Just getting started, Raptors' Kawhi Leonard drops 31 on Celtics

Kawhi electrifies crowd against Celtics (1:00)

Kawhi Leonard drops a double-double of 31 points and 10 rebounds as the Raptors defeat the Celtics 113-101. (1:00)

TORONTO -- Between the multiple MVP chants that rained down from the crowd and the 31 points and 10 rebounds he jammed Friday's box score with in the Raptors' impressive 113-101 win over the Boston Celtics, it would be easy to assume that this, already, is Kawhi Leonard at his best.

Yet Leonard and his teammates would say that's off-base and that the two-time All-Star is just rounding back into shape and getting his bearings. If anything, this is merely the beginning of Leonard's basketball rebirth.

In just the second game of the season, Leonard pieced together a dominant stretch in the third period, logging 15 points on 5-of-7 shooting in eight minutes of playing time. The scores -- aided by coach Nick Nurse and guard Kyle Lowry's effort to get him the ball in advantageous spots -- came in a variety of ways, mixing in a dunk with a face-up jumper, a turnaround jumper, a 3-pointer and finally finishing with a layup.

It was during free throws he shot that quarter that the MVP chants first began.

"It's a little early [for those chants]," Leonardo said, while explaining that he appreciates the sentiment.

But who could blame anyone for being this excited so soon? Leonard hadn't scored 30 points in a game since May 3, 2017, against the Houston Rockets, during the Western Conference semifinals. He acknowledged that he still doesn't have his legs all the way back after all the time he missed. And he isn't yet fully comfortable with the offense, which he often breaks to find his own shot.

"Half of our turnovers are him not being able to find guys out of a double-team or him not being able to get a rhythm on this floor shooting-wise. It's gonna take some time, between him being new and between not playing for a year and a half," said Raptors teammate Danny Green, who came over with Leonard from the San Antonio Spurs via trade. "He's actually way ahead of my schedule -- well, I don't have a schedule for him. But I didn't expect him to be at where he is now. Hopefully by December or Christmastime or January, he'll be back to his old, efficient self."

The fact that he isn't quite there yet didn't keep him from punishing the Celtics' efforts to stop him, whether it was Leonard manhandling Gordon Hayward off the block for a bucket or Kyrie Irving losing him for just long enough for the forward to cut to the rim for a dunk down the lane.

"I think anytime he goes through you and scores, you're not doing anything wrong coverage-wise. He's gonna create some of that stuff, because he's a great player," said Boston coach Brad Stevens, adding that the Celtics' double-teams were occasionally too late to stop Leonard from making a play. "No matter who Kawhi was against, Kawhi was doing well."

Two things stand out about Leonard's scoring thus far: First, a number of his shot attempts would seem to go against the grain of Nurse's system, which is predicated on ball movement.
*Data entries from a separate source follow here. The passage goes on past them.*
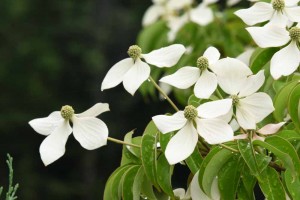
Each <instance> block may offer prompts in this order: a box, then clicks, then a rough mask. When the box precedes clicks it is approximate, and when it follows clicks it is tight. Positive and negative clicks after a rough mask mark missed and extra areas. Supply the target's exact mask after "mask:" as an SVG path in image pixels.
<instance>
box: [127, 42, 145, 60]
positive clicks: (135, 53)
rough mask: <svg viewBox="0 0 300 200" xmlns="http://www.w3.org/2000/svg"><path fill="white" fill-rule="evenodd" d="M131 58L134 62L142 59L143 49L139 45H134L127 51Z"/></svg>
mask: <svg viewBox="0 0 300 200" xmlns="http://www.w3.org/2000/svg"><path fill="white" fill-rule="evenodd" d="M127 53H128V55H129V57H131V58H132V59H133V60H134V61H135V60H136V59H138V58H140V57H141V54H142V49H141V48H140V47H139V46H138V45H132V46H130V47H129V49H128V51H127Z"/></svg>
Leonard, much like on Wednesday when a third of his shots came after seven dribbles or more, took his time Friday to create the looks he wanted, even if they didn't always come within the flow of the offense.

Nurse suggested he was fine with that for the time being.

"To be honest, it wasn't a ton of ball movement, but we were trying to get to some places we thought we could get to," Nurse said, perhaps referring to perceived mismatches.

Second, and more important long term, Leonard could quietly become the Raptors' own version of what gave Toronto fits for years, before LeBron James left the conference to go West. By single-handedly taking over games in the second half and controlling tempo, Leonard could nullify a premier defense like Boston's the same way James did with Toronto's last postseason and before -- a dynamic the Raptors lacked with DeMar DeRozan, who is more of a finesse player than Leonard, who can simply muscle and back his way toward the basket.

On Friday morning at shootaround, Irving declined to compare Leonard's otherworldly strength with James', saying there was no joy in such an exercise. But Lowry, when asked about the strength Leonard illustrates in the post, said he very much likes what he sees.

"To watch it is pretty cool. He can play his butt off -- especially when he's aggressive," Lowry said. "He's a guy who's hard to stop when he gets to his spots, and I think tonight he played extremely hard and got to his spots."

And to think, this is the just the beginning for Leonard and his new team.